Consisting of 8 songs, do not let the single digital track number confuse you, because the album runs for over 50 minutes, leaving no shortage of material to indulge in. True to form as previous Swallow the Sun outputs, the concept of time restriction when putting down a song is non-applicable – it is more about the music will resolve itself when it is finished. Subscribing to this sentiment from the very first song, the title-track engulfs you in a sea of sorrow from the moment it fades in. Deeply emotional, it sets up the entrance of Kotamäki’s clean singing voice. Welcomed clarity, the explosive change into harsher vocals strikes you like a fury of hurt and frustration.
An epic and nearly flawless opening, the darkened tunnel takes you deeper underground with the gloomy “The Crimson Crown” with over 2 minutes of instrumentation prior to any vocal introduction. More stripped back out of the gate, “Firelights” is no less intense, creating the imagery of trekking through a darkened forest searching for some sort of light to guide your way out. Brighter in relation to the prior the first quarter of the record, the album’s first single, “Upon The Water,” is a lively cut that moves you with various vocal inflections along with guitars that build and release with heavier distortion. Then, acting as the first beacon of hope, “Stone Wings” provides a momentary exhale with a beautiful melody that sticks to the psyche in a haunting matter.
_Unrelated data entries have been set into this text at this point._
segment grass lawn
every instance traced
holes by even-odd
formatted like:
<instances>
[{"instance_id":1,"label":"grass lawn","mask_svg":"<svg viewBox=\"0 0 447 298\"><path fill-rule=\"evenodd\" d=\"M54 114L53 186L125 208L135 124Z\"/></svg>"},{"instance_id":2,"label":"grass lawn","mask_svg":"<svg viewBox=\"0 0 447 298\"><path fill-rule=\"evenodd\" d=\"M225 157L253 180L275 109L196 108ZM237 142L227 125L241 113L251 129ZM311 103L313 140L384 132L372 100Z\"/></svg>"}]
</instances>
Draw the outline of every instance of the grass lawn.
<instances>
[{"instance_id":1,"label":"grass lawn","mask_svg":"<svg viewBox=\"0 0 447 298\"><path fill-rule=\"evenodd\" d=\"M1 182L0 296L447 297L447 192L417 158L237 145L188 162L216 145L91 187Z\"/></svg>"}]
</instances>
Then opting for a shorter format in track duration, songs like “Clouds On Your Side” work as a connecting bridge, bringing the entire album together. Subtly layered with instrumentation and multi-vocal tracks, its words are really what drive home a message of feeling hopeless, but remembering that there is something worth living for beyond the shadows. This is all while “Here On The Black Earth” stands out as perhaps the most Doom Metal vibed tracks of all, complete with funeral-inspired keys and signature drum beat. However, in contrast, vocally, it is anything by standard Doom Metal cliché – evoking a much more dynamic style that peaks and dips at will. Finally, and fittingly, “Never Left” concludes the journey in a colorful display of guitar and strings as if to say, we all have faced our losses, and while it may feel daunting to carry on, we must.
An outcry not to be denied, When A Shadow Is Forced Into The Light will no doubt resonate in the heart of anyone who listens. Musically the record is deep, intense, and undeniably personal. For some, expressing their feelings is near impossible, but Swallow the Sun has certainly mastered the art in an extraordinary way. That said, the album cannot be pieced apart to truly grasp its intention. Much like previous bodies of work from Swallow the Sun, it must be listened to in its entirety. A therapeutic freeing, it is as much introspective as it is extrospective. That is why Cryptic Rock give When A Shadow Is Forced Into The Light 5 out of 5 stars.